Hello! You've reached Uncanny Machines, the home page of Dr Cameron Edmond. I'm a writer, researcher and game developer interested in the ways poetry, narrative and programming intersect.
Currently, I am a researcher at UNSW's EPICentre, where I explore using AI for storytelling and communication. I also make short poetry games, bots and other weird interactive things!
I've dropped some of my recent/favourite works below. Check them out, or hit me up if you'd like to collaborate!
Poetry platforming action!
An experimental, "poetry platformer" made for Narrative Driven Jam #3! This game combines my love of poetry and platforming, transforming concrete poetry into platforming stages.
Format is a point-and-click inspired, retrofutrist murder mystery.
You play as a detective bot, who has just enough memory to solve a crime. But can your databanks store too much? This short game features my first attempt at 2.5D graphics, and integrates a story written with Ink into Unity.

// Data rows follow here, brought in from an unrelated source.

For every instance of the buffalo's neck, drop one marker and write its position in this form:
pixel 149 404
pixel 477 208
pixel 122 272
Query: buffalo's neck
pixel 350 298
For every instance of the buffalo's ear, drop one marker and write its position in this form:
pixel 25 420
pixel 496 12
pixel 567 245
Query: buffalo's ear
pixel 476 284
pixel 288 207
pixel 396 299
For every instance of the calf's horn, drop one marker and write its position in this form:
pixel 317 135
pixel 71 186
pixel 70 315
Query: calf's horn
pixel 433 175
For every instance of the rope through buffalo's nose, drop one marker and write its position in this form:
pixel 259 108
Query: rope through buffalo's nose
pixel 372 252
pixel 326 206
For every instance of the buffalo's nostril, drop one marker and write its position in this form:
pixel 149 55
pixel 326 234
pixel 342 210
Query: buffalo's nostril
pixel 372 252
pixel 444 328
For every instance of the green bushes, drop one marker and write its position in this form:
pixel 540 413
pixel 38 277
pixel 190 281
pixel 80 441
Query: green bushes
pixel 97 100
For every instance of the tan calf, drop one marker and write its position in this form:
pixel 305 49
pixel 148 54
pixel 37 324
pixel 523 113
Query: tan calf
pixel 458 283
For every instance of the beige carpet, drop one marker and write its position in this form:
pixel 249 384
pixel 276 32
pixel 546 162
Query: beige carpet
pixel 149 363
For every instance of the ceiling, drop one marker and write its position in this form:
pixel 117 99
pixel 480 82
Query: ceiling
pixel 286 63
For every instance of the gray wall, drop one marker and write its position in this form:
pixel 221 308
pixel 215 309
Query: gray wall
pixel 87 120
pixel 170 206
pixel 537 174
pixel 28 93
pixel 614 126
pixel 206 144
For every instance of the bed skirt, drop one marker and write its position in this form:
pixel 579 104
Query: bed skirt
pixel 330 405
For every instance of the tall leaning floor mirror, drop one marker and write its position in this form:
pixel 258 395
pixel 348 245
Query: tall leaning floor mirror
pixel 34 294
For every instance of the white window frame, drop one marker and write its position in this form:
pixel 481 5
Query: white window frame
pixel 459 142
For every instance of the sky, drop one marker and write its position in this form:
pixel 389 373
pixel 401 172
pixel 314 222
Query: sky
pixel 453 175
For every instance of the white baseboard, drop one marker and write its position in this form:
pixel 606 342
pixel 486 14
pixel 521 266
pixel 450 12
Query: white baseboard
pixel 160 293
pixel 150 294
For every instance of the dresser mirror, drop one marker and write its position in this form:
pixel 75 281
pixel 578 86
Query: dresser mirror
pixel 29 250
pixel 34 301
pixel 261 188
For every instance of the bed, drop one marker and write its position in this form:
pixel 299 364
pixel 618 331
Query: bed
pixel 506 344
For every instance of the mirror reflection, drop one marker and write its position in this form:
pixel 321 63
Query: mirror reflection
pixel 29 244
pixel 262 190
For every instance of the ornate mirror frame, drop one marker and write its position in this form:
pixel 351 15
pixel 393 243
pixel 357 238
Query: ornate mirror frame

A short, unconventional Christmas tale.
You are the caretaker for one of the most exclusive lodgings around, with some of the strangest guests. Check in on a business-savy alien, an architectural obsessed vampire and more as you listen to their stories and try to help them, however you can.
A project I got to be a part of at EPICentre involved creating a tool that allowed users to narrate a story and have a 3D world generate around them in response! The tool was developed predominently by my friend Dominic Branchaud, while I handled the narrative elements. We presented a prototype of this project as part of OzCHI '20.
Platforms Don't Float is a short "platformer" game made in Twine. How does that work? I'm still not entirely sure, or even if it does. But I had fun making it, and hope you have fun playing it, too!
My submission to NaNoGenMo 2017! This program will generate potential citizens for one of the greatest countries the world has ever seen.
There is a catch, though: once an applicant is successful, one of their characteristics will be taken on board as a requirement for citizenship. That said, there is always a way around these kind of things, and our glorious leaders might be a bit more fickle than we'd hope...
Written in Python during November 2017, the submitted "novel" seeks 21 citizens for its nation, and generates 22,612 applications to do so. The code and novel are both avaliable from Github.